Peki, işkence, sadece Türk faşist sistemine has bir kurum mudur? Tabi ki hayır! İşkence özel mülkiyet sisteminin; özel mülkiyetin örgütlenmesi olan devletin, tarihsel gelişim süreciyle birlikte geliştirdiği ve emperyalizm çağında da bilim ve teknolojinin sonuçlarının aktarılmasıyla birlikte doruğuna vardırdığı bir yıldırma, sindirme ve bunu başaramadığında da tutsak ettiğini öldürme yöntemidir.

İnsanlık tarihinin bilinebilen hiçbir yerinde, komünal toplum sisteminin hiçbir devresinde işkencenin izine, uygulamasına ve kültürüne dair tek bir örnek kaydetmemiştir. Örneğin İspanyollar ve İngilizler Amerikan kıtasını işgal edip Kızılderilileri soykırıma tutana kadar, Amerikan kıtasının komünal halkları, insanın başka insana eziyetini bilmiyor ve tanımıyordu. İnsanlık tarihinin derinliklerine ışık tutan antropolojik araştırmaların hiçbirinde ilkel komünal, prehistorik dönem topluluklarında işkenceyi haber veren bir belirti görülmedi. Çünkü sınıfların olmadığı bir yerde işkence, insan aklının davet edeceği bir şey olamazdı. İşkence tümüyle mülkiyet sisteminin bir ürünüdür ve onu bir araç olarak kullanan güç de sadece devlettir. Özel mülkiyet sisteminin ilk devleti olan köleci dönemde efendinin  “sahip olmak hakkı”yla birlikte köleyi istediği keyfiyetle “öldürme hakkı”nın bir köle için ne anlama geldiğini, “gladyatör” kavramının anlattığıyla hatırlamamız gereken ilk şey olsun. Tarihin sahnesinde yerini aldıktan beri her devlet kendine has işkence yöntemleriyle tanınmıştır. İşgal ve talanla ünlenmiş kölecilik ve feodal imparatorluk zamanlarından imparatorluklar işgal edecekleri ülkelere kendilerinden önce, işkence ve zalimliklerinin öyküsünü sürmüştür. Kiminin kestiği baş, kiminin taş üstünde taş bırakmamaktaki vahşeti, kiminin de işkence yöntemleri ünlenmiştir. ‘Çin İşkencesi’ ise kendi haklarının bedeninde sınamak için feodal imparatorlukların öykündüğü bir ‘yaratıcılık’ olarak değer görmüştür.

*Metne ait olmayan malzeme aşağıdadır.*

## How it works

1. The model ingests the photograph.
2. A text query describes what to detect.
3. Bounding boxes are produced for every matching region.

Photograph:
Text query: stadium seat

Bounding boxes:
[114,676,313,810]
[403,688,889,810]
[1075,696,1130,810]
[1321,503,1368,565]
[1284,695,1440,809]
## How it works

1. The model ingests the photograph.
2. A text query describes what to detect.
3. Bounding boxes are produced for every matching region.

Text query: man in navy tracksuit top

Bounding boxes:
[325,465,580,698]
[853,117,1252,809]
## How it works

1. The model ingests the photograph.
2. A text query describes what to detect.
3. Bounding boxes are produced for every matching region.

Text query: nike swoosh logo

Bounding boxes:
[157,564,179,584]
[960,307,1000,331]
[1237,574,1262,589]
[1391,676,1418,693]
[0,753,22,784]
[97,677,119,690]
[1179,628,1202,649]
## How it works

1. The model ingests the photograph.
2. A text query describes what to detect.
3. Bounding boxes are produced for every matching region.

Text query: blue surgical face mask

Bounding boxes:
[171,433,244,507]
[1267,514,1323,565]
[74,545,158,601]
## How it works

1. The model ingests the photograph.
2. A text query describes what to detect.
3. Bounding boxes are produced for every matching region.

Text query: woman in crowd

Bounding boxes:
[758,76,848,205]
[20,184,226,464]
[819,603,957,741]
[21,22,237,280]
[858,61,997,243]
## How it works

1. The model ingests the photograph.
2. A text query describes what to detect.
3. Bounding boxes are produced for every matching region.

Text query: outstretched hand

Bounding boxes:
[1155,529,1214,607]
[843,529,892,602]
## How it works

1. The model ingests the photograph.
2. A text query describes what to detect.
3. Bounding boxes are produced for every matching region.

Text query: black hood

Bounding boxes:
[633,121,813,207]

Peki işkence ve imha kurumu olur da direnişler olmaz mı? Ama zaten işkence irade kırmaya karşı geliştirilen bir sistem olarak direnişe karşı geliştirilmiştir ve kırmaya çalıştığı irade karşısında işlediğinde ise daha özel bir direnişle karşılaşmıştır. Yani işkencenin olduğu gibi direnişin de bugünkünden daha önceki bir tarihi vardır. O zaman da bugünkü gibi işkencenin burnunun dibine dikilen görkemli direnişler vardır. Birkaç örneği anımsamak yerinde olacaktır.  15 yy’da, “Güneşin ülkesi”ni yazan düşsel komünist Kampala, kitabının bir yerinde şunu kaydeder: “Bu fikirlerin kaynağını açıklaması için kilise kırk saat boyunca durmaksızın ona öyle işkenceler yaptı ki, kıçında akıp duran kanlara rağmen, onun ağzında bilime yakışmayacak tek kelime çıkmadı”! Doksanlı yıllarda gösterimi yapılan ve devrimci kamuoyunun yoğun ilgi gösterdiği ‘Cesur Yürek’ filminin son sahnesini hatırlatmak yeterlidir. Bir cerrahın takım çantasını açarkenki rahatlığıyla işkence aletlerini tezgâha yayarak işkenceye başlayan papazın sahnesi bir engizisyon “sanatı”dır! 700 yıl boyunca bütün bir Avrupa halklarının aklını ve özgürlüğünü katleden kilise, bu zulümle aslında  “kutsal” kitapların tarif ettiği “cehennem” denen “yurtluğun” da adresini veriyordu. Ama nihayet, “cennet” ve “cehennem”in yeryüzünde yaşanmakta olandan başka başka bir yerde olmadığını söylemek de Marks’a düştü.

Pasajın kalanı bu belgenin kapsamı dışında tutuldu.